Потом принялся названивать шишкам… У министра экономики, пока тот был в оппозиции, я два раза брал интервью, и было бы в порядке вещей, если бы он отозвался. Не отозвался. Его пресс-атташе была убийственно благопристойна и переключила меня на кабинет заместителя председателя правительства, там я заговорил более агрессивно — сказал, что им будет лучше что-нибудь мне сказать, но эта пресс-атташе ответила, что шантаж она не приемлет…

— Нет, лучше вам всё-таки что-то сказать, потому что иначе мне придется…

— Что придется? Выдумать? — спросила она. И добавила: — Мы всё рассказали на пресс-конференции.

— Да вы ничего не сказали. Государство поддержит банк? Или нет? — спросил я голосом борца за справедливость, выступающего в поддержку маленьких людей и мелких акционеров.

— Это не государственный банк.

— Говорят, что вам его возвращают. Об этом вы ничего не сказали, — я продолжил атаку.

— То, что мы не сказали, сказать нельзя.

— Но вы не сказали и «нет»…

— Мы ничего не сказали…

— Вот видите! — ликовал я.

— Вам не удастся меня спровоцировать. Я перезвоню вам, если господин заместитель председателя будет…

— Хорошо, — сказал я.

Весь мой запас журналистской агрессивности был исчерпан. Не знаю, как дается такое другим. Я родился не для того, чтобы рыться в дерьме.

Подперев голову руками, я смотрел в окно, на небо, которое по-прежнему хмурилось, раздумывал о Red Bull поколении, о рогах и крыльях…

Тут в редакцию влетел Чарли.

Он начал со своего стандартного текста: «Весь день гоняю…» Кто бы ни поручил ему какую угодно работу, он обязательно начинал подавать сигналы перегруженности и ужасающей нервозности. Однако успел подмигнуть мне и сказать: «Читал интервью… Билеты, которые прислали в редакцию, я взял себе, хочу пойти посмотреть».

Потом устремился к компьютеру и принялся как заводной тыкать в него пальцами.


Наконец появилась и Сильва. Сказала, что разговаривала с какой-то женщиной, которая тут сидит, ждет под дверью…

— Ты имеешь в виду мать Нико Бркича, который должен был играть в Нантесе?

Она сказала, что хотела бы об этом написать, и я удивился. Сказала, что хватит с неё писать только об эстраде, что ей хочется чего-нибудь более серьезного, и ей интересно узнать, что об этом думаю я.

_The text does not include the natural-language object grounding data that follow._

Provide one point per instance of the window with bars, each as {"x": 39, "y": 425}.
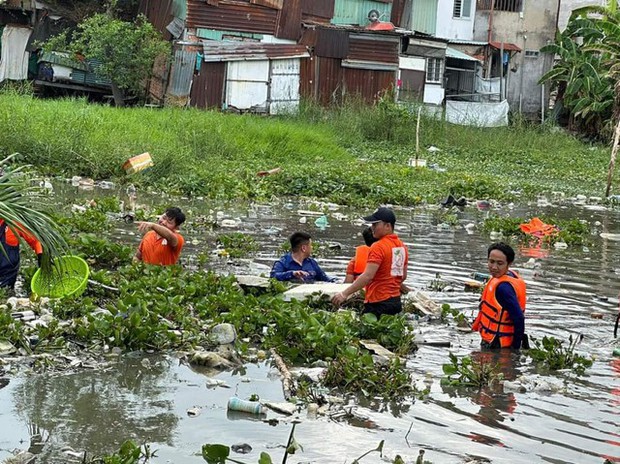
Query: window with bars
{"x": 461, "y": 9}
{"x": 433, "y": 70}
{"x": 516, "y": 6}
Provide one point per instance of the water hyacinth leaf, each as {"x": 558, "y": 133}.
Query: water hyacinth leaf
{"x": 369, "y": 318}
{"x": 215, "y": 454}
{"x": 449, "y": 369}
{"x": 294, "y": 446}
{"x": 264, "y": 459}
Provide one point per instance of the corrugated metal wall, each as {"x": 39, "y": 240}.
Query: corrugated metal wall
{"x": 371, "y": 47}
{"x": 424, "y": 16}
{"x": 289, "y": 20}
{"x": 182, "y": 72}
{"x": 284, "y": 87}
{"x": 231, "y": 17}
{"x": 330, "y": 81}
{"x": 332, "y": 43}
{"x": 306, "y": 78}
{"x": 318, "y": 8}
{"x": 367, "y": 84}
{"x": 356, "y": 11}
{"x": 208, "y": 86}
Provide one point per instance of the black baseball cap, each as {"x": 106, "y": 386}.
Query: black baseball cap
{"x": 381, "y": 214}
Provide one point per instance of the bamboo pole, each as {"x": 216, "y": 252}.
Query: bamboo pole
{"x": 612, "y": 161}
{"x": 417, "y": 136}
{"x": 288, "y": 385}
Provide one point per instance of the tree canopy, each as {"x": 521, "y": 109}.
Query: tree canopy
{"x": 126, "y": 50}
{"x": 587, "y": 69}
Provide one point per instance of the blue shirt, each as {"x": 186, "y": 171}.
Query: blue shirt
{"x": 283, "y": 270}
{"x": 507, "y": 298}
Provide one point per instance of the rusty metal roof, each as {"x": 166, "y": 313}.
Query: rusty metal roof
{"x": 237, "y": 51}
{"x": 507, "y": 46}
{"x": 289, "y": 21}
{"x": 318, "y": 9}
{"x": 159, "y": 14}
{"x": 231, "y": 16}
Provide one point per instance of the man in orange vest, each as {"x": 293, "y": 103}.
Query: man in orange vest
{"x": 357, "y": 265}
{"x": 162, "y": 243}
{"x": 386, "y": 268}
{"x": 10, "y": 259}
{"x": 501, "y": 319}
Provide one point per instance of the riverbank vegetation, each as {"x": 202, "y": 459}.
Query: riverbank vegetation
{"x": 350, "y": 155}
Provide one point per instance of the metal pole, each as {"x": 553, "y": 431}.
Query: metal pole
{"x": 542, "y": 104}
{"x": 522, "y": 74}
{"x": 501, "y": 72}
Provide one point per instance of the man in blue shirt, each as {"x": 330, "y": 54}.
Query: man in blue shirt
{"x": 298, "y": 265}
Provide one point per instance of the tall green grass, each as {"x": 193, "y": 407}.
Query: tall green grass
{"x": 352, "y": 154}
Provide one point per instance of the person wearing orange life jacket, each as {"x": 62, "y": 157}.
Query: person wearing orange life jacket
{"x": 386, "y": 268}
{"x": 501, "y": 318}
{"x": 356, "y": 266}
{"x": 10, "y": 258}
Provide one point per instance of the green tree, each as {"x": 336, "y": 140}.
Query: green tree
{"x": 126, "y": 50}
{"x": 585, "y": 87}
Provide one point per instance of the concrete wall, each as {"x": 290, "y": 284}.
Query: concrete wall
{"x": 567, "y": 6}
{"x": 530, "y": 29}
{"x": 454, "y": 28}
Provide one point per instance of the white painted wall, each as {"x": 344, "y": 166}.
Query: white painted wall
{"x": 433, "y": 94}
{"x": 284, "y": 89}
{"x": 454, "y": 28}
{"x": 246, "y": 84}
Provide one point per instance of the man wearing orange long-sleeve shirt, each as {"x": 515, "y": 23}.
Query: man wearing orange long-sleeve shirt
{"x": 9, "y": 260}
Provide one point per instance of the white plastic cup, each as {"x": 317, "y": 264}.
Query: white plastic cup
{"x": 237, "y": 404}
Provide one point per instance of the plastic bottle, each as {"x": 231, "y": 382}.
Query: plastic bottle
{"x": 237, "y": 404}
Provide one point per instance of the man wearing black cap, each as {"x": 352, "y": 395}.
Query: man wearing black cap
{"x": 386, "y": 268}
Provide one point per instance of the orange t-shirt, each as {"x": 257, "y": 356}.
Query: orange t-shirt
{"x": 12, "y": 240}
{"x": 391, "y": 254}
{"x": 357, "y": 265}
{"x": 155, "y": 249}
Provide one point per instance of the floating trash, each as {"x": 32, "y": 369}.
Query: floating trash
{"x": 321, "y": 222}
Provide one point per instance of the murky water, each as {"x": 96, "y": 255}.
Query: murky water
{"x": 146, "y": 398}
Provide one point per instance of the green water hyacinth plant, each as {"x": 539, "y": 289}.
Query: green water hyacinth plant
{"x": 470, "y": 373}
{"x": 552, "y": 353}
{"x": 17, "y": 207}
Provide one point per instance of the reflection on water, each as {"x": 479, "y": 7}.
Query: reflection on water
{"x": 147, "y": 398}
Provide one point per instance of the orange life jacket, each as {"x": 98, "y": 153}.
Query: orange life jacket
{"x": 361, "y": 258}
{"x": 493, "y": 320}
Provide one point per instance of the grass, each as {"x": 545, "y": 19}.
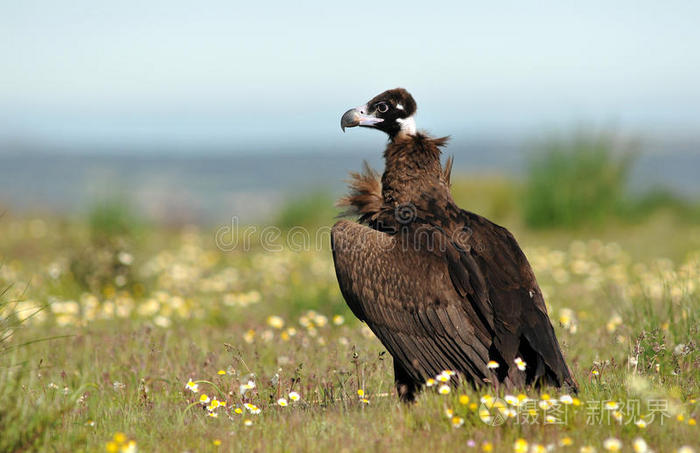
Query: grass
{"x": 169, "y": 307}
{"x": 577, "y": 182}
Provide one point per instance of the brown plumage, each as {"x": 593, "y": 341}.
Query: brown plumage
{"x": 441, "y": 287}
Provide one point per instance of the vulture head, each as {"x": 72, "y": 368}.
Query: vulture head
{"x": 391, "y": 111}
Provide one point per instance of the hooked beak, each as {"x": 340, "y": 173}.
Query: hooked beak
{"x": 358, "y": 117}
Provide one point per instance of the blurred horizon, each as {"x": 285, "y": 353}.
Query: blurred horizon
{"x": 241, "y": 77}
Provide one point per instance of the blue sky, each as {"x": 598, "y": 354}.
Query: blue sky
{"x": 231, "y": 73}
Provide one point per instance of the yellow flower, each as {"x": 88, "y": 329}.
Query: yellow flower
{"x": 612, "y": 444}
{"x": 685, "y": 449}
{"x": 639, "y": 445}
{"x": 520, "y": 446}
{"x": 275, "y": 322}
{"x": 192, "y": 386}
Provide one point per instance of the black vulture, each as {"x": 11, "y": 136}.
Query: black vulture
{"x": 441, "y": 287}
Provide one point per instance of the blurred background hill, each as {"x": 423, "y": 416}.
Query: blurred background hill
{"x": 193, "y": 114}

Сильва хочет проститься с имиджем бывшей манекенщицы, сообразил я. Недавно она поступила на социологический, заочное обучение… Для философского факультета тоже никогда не поздно.

— И под какую рубрику бы ты это подогнала?

— Злоупотребления в спорте, — сказала она профессионально.

И коротко и ясно изложила мне свой тезис: в спорте, в сущности, нет ничего позитивного.

Я кивнул.

Сильва продолжала: — В спорт, так же как и в модельный бизнес, тебя берут когда ты еще сопляк и ничего не понимаешь. И вокруг тебя постоянно орудует какая-то мафия… Ах, он ещё малолетний. Ты и не знаешь, каково это…

Похоже, и она когда-то должна была играть в Нантесе, подумал я.

Всё это очень похоже: продажа ног. Знаю, её послали в Милан, когда ей было семнадцать, некоторое время она провела там, но в первую лигу не пробилась. Вернулась. Потом сообразила, что здесь может делать вид, что добилась там большого успеха, и стала появляться с какими-то непонятными типами, иногда фигурировала в рубрике «Чем занимаются знаменитости», зарабатывала гроши на местных показах мод, отмечалась на разных гламурных событиях, сидела на кокаине и была не так чтобы очень далеко от элитной проституции. Приземлилась тогда, когда забеременела от какого-то типа, который предпочел остаться анонимным.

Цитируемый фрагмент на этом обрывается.